There are certain moments in life, after them things are changed. Defining moments, I suppose. The thing that makes these moments unique is the way you feel after them, stunned and stupefied. I can only describe it is an out of body experience where you are in utter disbelief, for one moment you forget what has happened and then like an anvil it comes crashing down on you with a weight like no other, never to be forgotten again.
I think back to high school, I remember this feeling vividly the day I got caught with alcohol at my grandparents house having a pseudo party. Try as hard as I might, I could never go back to the day before. Things had changed permanently because of one little moment in time. And in that moment I was stressed and frazzled, clueless as to how to proceed with the recent discovery.

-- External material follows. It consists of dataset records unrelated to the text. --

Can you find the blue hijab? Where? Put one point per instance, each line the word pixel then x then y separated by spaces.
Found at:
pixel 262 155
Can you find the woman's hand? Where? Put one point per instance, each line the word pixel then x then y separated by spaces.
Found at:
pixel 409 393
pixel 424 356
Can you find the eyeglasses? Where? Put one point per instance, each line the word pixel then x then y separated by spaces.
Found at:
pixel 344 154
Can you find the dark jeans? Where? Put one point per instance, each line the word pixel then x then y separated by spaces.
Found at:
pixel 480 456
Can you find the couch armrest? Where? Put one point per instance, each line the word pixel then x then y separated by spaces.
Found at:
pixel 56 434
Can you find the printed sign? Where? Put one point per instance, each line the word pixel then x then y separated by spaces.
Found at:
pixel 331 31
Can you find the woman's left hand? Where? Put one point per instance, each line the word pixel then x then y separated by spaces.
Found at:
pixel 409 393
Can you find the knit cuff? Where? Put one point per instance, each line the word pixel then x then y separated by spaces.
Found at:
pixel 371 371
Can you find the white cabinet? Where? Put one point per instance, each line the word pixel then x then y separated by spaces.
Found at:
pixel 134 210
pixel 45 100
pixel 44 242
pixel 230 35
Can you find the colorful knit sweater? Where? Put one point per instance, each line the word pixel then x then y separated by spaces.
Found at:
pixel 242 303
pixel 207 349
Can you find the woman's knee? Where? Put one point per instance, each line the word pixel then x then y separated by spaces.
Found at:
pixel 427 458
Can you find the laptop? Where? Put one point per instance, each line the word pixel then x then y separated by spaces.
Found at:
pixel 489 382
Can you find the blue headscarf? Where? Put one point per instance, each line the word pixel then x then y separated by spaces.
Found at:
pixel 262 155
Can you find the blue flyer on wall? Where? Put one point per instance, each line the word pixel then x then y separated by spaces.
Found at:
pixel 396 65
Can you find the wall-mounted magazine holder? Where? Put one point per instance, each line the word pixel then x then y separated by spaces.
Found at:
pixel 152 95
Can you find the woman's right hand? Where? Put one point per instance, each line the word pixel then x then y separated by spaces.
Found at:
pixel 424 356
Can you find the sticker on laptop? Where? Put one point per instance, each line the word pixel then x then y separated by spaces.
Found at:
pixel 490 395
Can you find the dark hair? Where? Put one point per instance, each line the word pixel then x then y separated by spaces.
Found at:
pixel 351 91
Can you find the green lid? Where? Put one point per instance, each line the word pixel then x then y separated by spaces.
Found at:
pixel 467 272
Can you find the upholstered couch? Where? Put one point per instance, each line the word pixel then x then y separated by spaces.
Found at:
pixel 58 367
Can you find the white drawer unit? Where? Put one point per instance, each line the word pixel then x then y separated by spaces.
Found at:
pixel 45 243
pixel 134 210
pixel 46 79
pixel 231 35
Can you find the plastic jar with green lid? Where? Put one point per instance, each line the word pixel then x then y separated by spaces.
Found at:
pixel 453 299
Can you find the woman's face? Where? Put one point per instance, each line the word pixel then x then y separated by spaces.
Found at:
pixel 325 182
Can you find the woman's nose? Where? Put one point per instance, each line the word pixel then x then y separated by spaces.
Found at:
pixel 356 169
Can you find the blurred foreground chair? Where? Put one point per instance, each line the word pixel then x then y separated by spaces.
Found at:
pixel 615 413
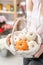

There's one specific second, literally a second, that changed everything concerning my mom and her illness. In that defining moment I could never go back to the other side. I had learned too much, and in my head my brain was stuck repeating "Oh my God." A day spent in shock.
And again the day I found out I was pregnant with Alice. Not all life changing moments are bad, there are just as many good ones. They still have the same affect on a person. Alice was planned, we tried for months to conceive. Yet, the moment the test showed a positive, I lost all breath. It could not be undone. And that is earth shattering. The idea that the world would never again be the same sent me into a frenzy of thought that stayed with me until my head hit the pillow that night.
The thing about these moments is you go on. You can not live in a state of shock forever. The next day you wake up. And the recent change infiltrates itself into your life. The mind blowingness of it all gradually lessens. Day after day you shower and eat lunch and feed the dog, all the while it becomes just another part of life again.
A few days ago, I woke with much hope for Ellie girl. She was scheduled for a simple surgery that should have made life better for quite awhile. I spent the day thinking of Ellie, eager to hear good news from the doctor, instead I was told the previous days diagnosis was in fact wrong. Instead of a simple, removable polyp in her ear, I was told it was a very large inoperable cancerous tumor. She had weeks left at best. Words were said about quality of life and having to make a decision in the near future. I was in disbelief. How could it be possible? I dropped her off at the vets that morning happy. And now my poor Ellie cat is home no better than before. The tumor, in the side of her head, is making eating extremely difficult. At this point, her breathing is barely affected, but we've been told that will change. So, for as many days as she wants I will syringe feed her five times a day. Every day I will watch her a little different than before. Every day I will watch to see if it's time.